Metal-CD-Review: ASCENSION – Alchemy (EP, 2010)

EP: Alchemy | Band: Ascension (weitere Band-Inhalte)

Land: Großbritannien – Stil: Power Metal – Label: Independent

Alben-Lineup:

Nick Blake (Bass)
Dick Gilchrist (Schlagzeug)
Fraser Edwards (Gitarre)
Stuart Docherty (Gitarre)
Richard Carnie  (Gesang)

01 Another Chance At Life
04.25
02 The Sacrifice
06.43
03 Time For War
03.57
04 Alchemy 07.42
05 Horn Concerto No.4 – Rondo
03.04

Erlerne die erlesene Kunst der Alchemie.

Vorwort: Heute findet es mal wieder statt, ein eher rückwärtsorientiertes Vorarbeiten innerhalb einer (noch kurzen) Band-Diskografie – ASCENSION brachten 2011 ihr Debütalbum FAR BEYOND THE STARS (Wertung: 10/10, Link) heraus, doch offenbart die bisherige Historie der Band noch weitere Releases. Eines davon ist ALCHEMY – eine EP, die etwa ein Jahr zuvor veröffentlicht wurde; und die nach den vorherigen, noch unbekannteren Releases seit 2004 einen ersten richtigen Einblick in das Schaffen der findigen Schotten erlauben sollte. Ob nun auf diesem Weg, oder dem eigentlich intentionierten – das heisst, in der ‚richtigen‘ Reinfolge – es zeigt sich, dass sich etwaige als ‚Promo‘ deklarierte Veröffentlichungen nicht immer hinter ganz großen Releases verstecken müssen.

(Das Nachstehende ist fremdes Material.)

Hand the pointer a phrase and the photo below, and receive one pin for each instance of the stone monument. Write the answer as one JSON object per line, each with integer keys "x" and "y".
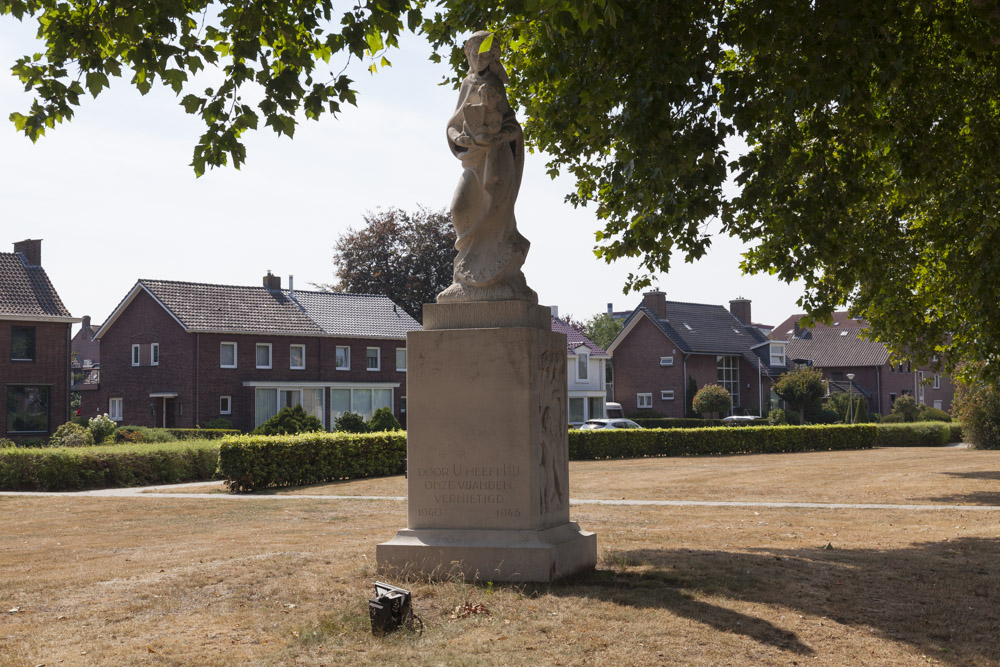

Kritik: ALCHEMY beinhaltet 5 Titel – glücklicherweise 5 vollwertige, wobei der letzte im Bunde ein reines Isntrumentalstück ist. Doch bereits der Opener ANOTHER CHANCE AT LIFE macht klar: ASCENSION haben sich gut auf diese Veröffentlichung vorbereitet und wohlüberlegt an ihrem Sound gefeilt. So ist es auch nicht weiter verwunderlich, dass kurze Zeit später die Unterzeichnung eines Vertrages, sowie das erste Studioalbum folgte. So komplett und fertig (konzeptioniert, aufgenommen und abgemischt) klang schon lange kein Titel mehr, der zu Promozwecken veröffentlicht wurde. Der Sound von ASCENSION ist in diesem Falle stark Power Metal-lastig, und für das Genre typisch wenn man so will: ein flottes Drumming (inklusive Doublebass), fetzige Gitarrenriffs und ein hoher Leadgesang sorgen für eine ordentliche Portion Zunder. Und doch stellen sich gewisse Eigenheiten heraus, was der Band nur zugute kommt: der eher traditionelle, oldschoolige Eindruck vermeidet das Abdriften in eine allzu kitschige Ecke, potentielle Keyboardspielereien werden durch alles aufs Parkett zaubernde Gitarren und einen energetisch-engagierten Richard Carnie als Sänger ersetzt.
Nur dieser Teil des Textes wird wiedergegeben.